Still, Snyder noted that he and his team are most apt to turn to multiple sequencing platforms when dealing with genomes that are expected to contain clinically significant variants.
"We always do use more than one platform whenever we have a genome of high clinical value," Snyder said. "We either use two whole-genome platforms or a whole-genome and an exome platform, because we also found that exome sequencing can catch a lot of things that whole-genome sequencing misses."
"Two different platforms and orthologous methods are quite valuable," he added. "And we pretty much do that routinely now for genomes that have high medical significance."
In terms of the read profiles associated with sequencing machines in general, Schuster and Ratan emphasized that the sorts of comparisons presented in the current paper continue to be a moving target, meaning that additional comparisons will be needed as new instruments hit the market.

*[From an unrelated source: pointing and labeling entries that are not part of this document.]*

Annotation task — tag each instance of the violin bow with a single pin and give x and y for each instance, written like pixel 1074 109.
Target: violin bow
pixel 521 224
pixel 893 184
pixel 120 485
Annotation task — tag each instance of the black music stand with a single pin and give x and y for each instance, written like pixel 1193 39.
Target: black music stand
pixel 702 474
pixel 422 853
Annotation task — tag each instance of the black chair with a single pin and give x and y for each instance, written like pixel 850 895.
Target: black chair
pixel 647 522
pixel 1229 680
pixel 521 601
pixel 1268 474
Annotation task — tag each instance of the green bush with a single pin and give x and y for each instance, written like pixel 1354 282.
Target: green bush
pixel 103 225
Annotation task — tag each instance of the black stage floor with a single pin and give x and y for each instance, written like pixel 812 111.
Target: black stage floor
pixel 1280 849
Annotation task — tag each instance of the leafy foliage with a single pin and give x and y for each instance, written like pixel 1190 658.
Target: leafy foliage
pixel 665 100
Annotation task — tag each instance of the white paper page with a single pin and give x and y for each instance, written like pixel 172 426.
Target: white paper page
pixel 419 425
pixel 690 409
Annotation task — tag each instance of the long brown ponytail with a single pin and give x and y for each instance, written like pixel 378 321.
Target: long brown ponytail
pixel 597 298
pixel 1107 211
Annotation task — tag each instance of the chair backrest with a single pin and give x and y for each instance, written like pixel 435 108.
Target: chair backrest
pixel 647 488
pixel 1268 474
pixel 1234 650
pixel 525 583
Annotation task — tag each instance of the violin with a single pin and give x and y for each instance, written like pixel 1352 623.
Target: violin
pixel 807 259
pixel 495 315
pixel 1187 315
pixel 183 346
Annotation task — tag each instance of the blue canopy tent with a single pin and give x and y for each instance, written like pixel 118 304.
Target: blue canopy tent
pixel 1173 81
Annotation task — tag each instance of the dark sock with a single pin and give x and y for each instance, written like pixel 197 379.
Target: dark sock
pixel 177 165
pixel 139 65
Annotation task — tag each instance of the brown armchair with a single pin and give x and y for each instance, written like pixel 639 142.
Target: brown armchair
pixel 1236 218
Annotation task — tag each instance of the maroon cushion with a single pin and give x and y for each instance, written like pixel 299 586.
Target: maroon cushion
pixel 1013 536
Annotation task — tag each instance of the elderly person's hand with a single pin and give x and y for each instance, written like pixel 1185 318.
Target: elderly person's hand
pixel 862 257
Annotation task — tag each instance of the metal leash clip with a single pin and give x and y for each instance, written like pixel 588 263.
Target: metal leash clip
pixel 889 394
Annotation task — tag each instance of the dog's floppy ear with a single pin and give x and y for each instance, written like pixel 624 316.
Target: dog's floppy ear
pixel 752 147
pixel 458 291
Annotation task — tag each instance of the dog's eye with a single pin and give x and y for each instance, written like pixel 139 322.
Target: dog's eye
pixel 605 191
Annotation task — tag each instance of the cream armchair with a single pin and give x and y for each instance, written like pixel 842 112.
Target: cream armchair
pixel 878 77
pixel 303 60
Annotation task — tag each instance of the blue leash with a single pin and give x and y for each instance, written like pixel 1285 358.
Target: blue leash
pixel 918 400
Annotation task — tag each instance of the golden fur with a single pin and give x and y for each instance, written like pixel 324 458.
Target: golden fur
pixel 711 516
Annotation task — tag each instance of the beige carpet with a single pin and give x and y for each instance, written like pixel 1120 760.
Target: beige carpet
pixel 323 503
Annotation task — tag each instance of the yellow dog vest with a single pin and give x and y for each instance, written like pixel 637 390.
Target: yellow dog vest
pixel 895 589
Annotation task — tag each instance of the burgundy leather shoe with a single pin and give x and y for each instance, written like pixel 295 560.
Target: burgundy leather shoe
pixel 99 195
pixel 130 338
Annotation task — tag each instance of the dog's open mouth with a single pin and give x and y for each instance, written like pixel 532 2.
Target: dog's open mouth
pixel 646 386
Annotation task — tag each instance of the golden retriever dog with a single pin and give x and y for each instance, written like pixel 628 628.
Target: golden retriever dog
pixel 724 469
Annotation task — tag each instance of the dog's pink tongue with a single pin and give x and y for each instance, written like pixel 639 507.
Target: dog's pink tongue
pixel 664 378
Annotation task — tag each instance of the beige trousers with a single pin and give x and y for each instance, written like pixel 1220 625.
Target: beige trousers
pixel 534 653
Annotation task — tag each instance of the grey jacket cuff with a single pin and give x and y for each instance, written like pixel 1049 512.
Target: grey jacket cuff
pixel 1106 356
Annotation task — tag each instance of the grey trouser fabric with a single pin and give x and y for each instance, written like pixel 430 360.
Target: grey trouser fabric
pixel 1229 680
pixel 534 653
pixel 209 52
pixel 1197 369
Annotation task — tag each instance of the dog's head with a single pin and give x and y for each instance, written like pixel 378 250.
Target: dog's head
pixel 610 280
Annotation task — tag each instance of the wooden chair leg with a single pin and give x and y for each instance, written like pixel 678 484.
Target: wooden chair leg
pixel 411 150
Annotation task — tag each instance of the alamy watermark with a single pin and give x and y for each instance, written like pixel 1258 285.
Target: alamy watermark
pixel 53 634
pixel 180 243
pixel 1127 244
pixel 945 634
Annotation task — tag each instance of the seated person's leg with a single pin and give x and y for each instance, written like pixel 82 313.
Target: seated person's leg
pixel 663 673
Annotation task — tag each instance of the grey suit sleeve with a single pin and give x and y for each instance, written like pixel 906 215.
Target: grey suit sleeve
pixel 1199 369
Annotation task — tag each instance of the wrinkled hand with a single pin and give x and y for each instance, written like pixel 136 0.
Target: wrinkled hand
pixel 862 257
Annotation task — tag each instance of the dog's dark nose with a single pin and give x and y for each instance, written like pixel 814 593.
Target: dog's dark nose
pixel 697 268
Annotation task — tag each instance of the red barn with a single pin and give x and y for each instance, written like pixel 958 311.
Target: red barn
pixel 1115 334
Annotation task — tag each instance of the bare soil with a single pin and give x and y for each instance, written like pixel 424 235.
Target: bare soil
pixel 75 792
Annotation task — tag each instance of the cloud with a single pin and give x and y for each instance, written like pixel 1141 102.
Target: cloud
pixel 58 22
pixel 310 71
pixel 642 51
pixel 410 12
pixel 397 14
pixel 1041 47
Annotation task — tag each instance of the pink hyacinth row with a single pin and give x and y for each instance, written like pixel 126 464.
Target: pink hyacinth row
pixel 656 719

For instance, the Penn State researchers are using Illumina's MiSeq for some library validation and mitochondrial genome sequencing experiments, Ratan noted. So far, they haven't done a formal comparison of the GC biases and other features of that platform, he added.
Over at Stanford, meanwhile, Snyder said his group is waiting on newer platforms such as Ion Torrent's Ion Proton platform. They have also been trying out the Pacific Biosciences RS for some time.
"Every time a new chemistry comes out — or a new anything — we test it out," Snyder said. "We're always evaluating these."